09/04/19

Alexa - or: The Importance of Voice

Ten thousand employees. That is the number of people working on Amazon’s speech assistant Alexa. Add to this all the people working on Google’s, Apple’s, Samsung’s and Microsoft’s speech assistants and you get a sense for how important these companies take “the next frontier in user interfaces”. And speech is not just convenient – it also fundamentally changes the way interactions between users and products and services will work.

Take batteries. We all remember the Energizer bunny. The little, fluffy pink bunny which never ran out of steam as he was powered by the world’s leading battery brand “Energizer”. When you run out of batteries next, do you believe you will say to your voice assistant “Alexa – order a pack of Energizer MAX AAA Alkaline Battery” or will it be “Alexa – order batteries”?

If you do this on the web today, the world is pretty much in order: Amazon dutifully shows you the number one battery brand on the planet high up in its product listings. But the moment you ask Alexa – which batteries will Alexa ship you? Of course Amazon ships you Amazon Basic batteries. In the US Amazon’s online marketshare for all batteries being sold is 97%! And it is not just batteries – it is category after category which is dominated by Amazon. From skin care (91% marketshare) to home improvement (93%) or cleaning supplies (88%) and many more.

And it is not just (online) sales. Coming back to our beloved furry friend, the Energizer bunny: Where we spent significant amounts of money on marketing and brand building – from the creative team which dreamed up the bunny to the TV network which aired the ads. All of this will not matter anymore as you don’t see nor care about product brands all that much anymore when Alexa and Co. does the shopping for you.

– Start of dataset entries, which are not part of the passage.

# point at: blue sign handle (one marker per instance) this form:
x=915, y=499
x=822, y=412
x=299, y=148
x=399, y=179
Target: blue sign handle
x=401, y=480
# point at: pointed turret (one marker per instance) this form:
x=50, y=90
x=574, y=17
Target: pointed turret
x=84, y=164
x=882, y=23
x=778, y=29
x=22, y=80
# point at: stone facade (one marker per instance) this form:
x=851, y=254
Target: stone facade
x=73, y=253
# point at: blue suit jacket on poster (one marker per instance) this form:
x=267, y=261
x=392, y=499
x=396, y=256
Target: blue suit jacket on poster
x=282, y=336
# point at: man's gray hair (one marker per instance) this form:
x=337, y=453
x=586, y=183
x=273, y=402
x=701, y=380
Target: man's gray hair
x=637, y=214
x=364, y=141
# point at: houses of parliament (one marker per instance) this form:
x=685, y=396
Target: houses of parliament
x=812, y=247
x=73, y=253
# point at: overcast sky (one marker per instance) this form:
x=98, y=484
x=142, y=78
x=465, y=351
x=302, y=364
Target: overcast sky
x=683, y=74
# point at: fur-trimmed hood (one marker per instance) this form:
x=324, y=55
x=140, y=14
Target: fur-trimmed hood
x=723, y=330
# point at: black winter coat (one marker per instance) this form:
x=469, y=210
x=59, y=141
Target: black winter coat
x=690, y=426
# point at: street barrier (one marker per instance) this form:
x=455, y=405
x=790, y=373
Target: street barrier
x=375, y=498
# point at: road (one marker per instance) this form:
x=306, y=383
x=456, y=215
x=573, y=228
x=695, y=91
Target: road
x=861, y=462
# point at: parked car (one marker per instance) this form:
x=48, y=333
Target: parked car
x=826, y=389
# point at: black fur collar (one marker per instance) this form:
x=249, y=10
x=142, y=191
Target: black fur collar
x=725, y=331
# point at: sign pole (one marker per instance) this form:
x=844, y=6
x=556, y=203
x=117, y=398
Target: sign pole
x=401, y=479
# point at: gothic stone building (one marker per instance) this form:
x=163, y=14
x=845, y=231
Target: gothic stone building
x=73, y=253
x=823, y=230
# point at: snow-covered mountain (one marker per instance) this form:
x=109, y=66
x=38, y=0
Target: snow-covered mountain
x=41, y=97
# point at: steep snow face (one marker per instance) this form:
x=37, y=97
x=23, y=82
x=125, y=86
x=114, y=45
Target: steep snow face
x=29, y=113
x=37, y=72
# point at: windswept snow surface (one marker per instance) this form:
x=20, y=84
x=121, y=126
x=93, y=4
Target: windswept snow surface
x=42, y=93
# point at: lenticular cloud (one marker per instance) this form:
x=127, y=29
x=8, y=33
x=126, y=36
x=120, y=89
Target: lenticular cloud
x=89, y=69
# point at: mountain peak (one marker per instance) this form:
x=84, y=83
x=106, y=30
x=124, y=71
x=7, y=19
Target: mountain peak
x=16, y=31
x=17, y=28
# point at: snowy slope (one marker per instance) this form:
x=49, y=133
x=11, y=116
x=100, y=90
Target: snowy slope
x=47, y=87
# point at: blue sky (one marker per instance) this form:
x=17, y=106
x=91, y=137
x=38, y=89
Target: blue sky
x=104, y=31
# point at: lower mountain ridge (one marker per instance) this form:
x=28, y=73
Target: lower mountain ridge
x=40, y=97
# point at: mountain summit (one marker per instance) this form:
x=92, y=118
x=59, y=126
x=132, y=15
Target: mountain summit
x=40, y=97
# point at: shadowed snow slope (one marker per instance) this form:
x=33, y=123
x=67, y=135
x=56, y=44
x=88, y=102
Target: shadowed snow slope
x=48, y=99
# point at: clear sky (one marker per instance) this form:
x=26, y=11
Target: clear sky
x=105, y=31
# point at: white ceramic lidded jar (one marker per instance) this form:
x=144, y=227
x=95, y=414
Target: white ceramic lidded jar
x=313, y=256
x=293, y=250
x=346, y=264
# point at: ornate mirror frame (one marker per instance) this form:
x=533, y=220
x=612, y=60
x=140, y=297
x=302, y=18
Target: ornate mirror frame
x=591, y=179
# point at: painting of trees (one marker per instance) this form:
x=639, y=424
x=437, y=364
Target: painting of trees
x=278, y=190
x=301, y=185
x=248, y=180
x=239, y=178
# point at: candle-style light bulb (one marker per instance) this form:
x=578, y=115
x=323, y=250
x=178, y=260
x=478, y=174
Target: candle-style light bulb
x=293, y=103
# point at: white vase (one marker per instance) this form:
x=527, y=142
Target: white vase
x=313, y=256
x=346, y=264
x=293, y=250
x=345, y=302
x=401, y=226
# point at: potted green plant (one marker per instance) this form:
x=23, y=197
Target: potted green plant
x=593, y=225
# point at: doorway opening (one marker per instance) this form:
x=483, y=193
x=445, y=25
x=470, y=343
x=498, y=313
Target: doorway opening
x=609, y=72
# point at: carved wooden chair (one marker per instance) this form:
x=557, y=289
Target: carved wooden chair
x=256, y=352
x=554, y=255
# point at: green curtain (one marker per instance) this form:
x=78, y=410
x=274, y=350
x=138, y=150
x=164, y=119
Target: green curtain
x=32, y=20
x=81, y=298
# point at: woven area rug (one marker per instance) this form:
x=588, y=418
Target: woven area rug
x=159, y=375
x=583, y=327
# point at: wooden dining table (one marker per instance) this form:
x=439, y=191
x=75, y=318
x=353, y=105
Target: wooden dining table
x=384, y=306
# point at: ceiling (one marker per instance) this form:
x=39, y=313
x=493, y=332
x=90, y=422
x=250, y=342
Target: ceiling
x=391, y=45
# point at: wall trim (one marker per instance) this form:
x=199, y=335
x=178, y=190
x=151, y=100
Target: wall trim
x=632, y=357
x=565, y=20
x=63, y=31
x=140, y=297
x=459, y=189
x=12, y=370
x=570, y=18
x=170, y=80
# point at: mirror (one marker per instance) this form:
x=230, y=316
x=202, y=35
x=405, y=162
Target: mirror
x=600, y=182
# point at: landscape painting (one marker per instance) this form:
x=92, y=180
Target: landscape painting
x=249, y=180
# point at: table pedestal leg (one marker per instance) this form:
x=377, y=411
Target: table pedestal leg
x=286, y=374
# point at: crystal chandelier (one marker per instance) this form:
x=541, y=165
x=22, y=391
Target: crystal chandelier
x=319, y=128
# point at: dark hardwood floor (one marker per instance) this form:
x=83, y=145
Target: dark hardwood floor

Alexa and its ecosystem is growing at an exponential rate. In the US Amazon nearly doubled its installed base of Alexa-enabled smart devices from 25 million in the fourth quarter of 2017 to 46 million in the same quarter just one year later. Today Alexa cannot just order batteries for you, it does 99.999 other things as well. And learns 168 new skills every single day.

The important lesson is this: You don’t need to care about batteries to understand that voice will shift the decision from the mouse click of a consumer to the data-fed intelligence of the voice assistant. And this will be an as fundamental shift as there can be. We will do more and more things on and with our smart speakers. And they soon will be everywhere: In our home, our phones (and thus always with us), our car, our televisions. Voice, as a medium is much more versatile than computer or mobile phone screens – and it is much easier to integrate into many more devices and interactions.

And yet, you might look at voice as a curious oddity. As much as they are science fiction which has become real (remember the communicator from StarTrek?), they still have many flaws to overcome. They struggle with dialects, uncommon terms or complex commands. Given the huge investments being made into their further development combined with the continued exponential growth of the underlying technology platforms such as compute power and artificial intelligence as well as big data, it will only be a question of time until these systems become an inevitable part of our daily lives.

For voice interfaces to work, they need to reduce choice (nobody wants Alexa rattling down a list of all the batteries it has on offer), and with reduced choice these systems will need (and want) to make choices for us. Now the million dollar question becomes: Who controls what anymore?